Gage stared at him for a second. “I…you think I look happy?”
“Aren’t you?”
He almost laughed. And then he almost cried. The relief of that statement—so thoughtless and unimportant, and yet the most important thing he’d heard all day. “Yeah. I am. I just…didn’t realize people could tell.”
“I can tell,” Bowen told him softly.
Gage settled into the cushions next to him and rested his head against his uncle’s shoulders. “Can I stay for a bit? Fallon’s at a shoot, and I don’t think I want to be alone right now.”
“As long as you want. This place will always be open to you.”
It was one small bit of comfort, but that bit of comfort was everything he needed right then.
Fallon had been working a lot in an effort to distract himself from everything that was going on with the courts, so Gage waited until he sent a text letting him know he was on his way back to jump in his car.
Fallon was forty-five minutes out on his shoot, which was plenty of time for Gage to get into the apartment and get dinner going.
He had been meal-prepping for him and Fallon for after Mango got there, so he threw a tray of homemade frozen lasagne in the oven, then worked through some of his stretches until the door opened. Fallon shuffled inside, and his gaze darted around until it found Gage on the floor.
“What are you doing?”
“Stress has me all tense,” Gage said as he rocked his hips back and forth toward and away from the floor.
Fallon swallowed. “Oh.”
It only took Gage a second to realize he was turned on.
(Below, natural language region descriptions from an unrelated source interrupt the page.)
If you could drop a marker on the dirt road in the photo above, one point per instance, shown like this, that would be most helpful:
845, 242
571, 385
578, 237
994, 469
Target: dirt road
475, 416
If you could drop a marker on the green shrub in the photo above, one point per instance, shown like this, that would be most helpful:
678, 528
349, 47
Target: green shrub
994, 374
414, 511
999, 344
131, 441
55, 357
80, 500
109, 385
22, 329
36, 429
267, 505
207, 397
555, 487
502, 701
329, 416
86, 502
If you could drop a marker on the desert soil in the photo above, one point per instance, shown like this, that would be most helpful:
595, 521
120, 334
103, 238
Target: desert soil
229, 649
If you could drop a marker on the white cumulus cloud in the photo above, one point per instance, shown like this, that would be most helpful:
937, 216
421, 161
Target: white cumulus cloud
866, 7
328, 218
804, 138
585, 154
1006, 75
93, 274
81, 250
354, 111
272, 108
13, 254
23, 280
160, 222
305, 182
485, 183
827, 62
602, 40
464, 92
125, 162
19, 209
They hadn’t done much. Not for a while. Fallon hadn’t been in the mood, and frankly, Gage hadn’t been either.
Stress was not great for the libido. But things were feeling calmer, and Fallon’s cheeks were all pink the way they got when he was turned on.
“Want to shower with me?”
Fallon groaned. “Yeah. Yes. I have sand in my shoes, and my pant legs are all wet from the ocean.”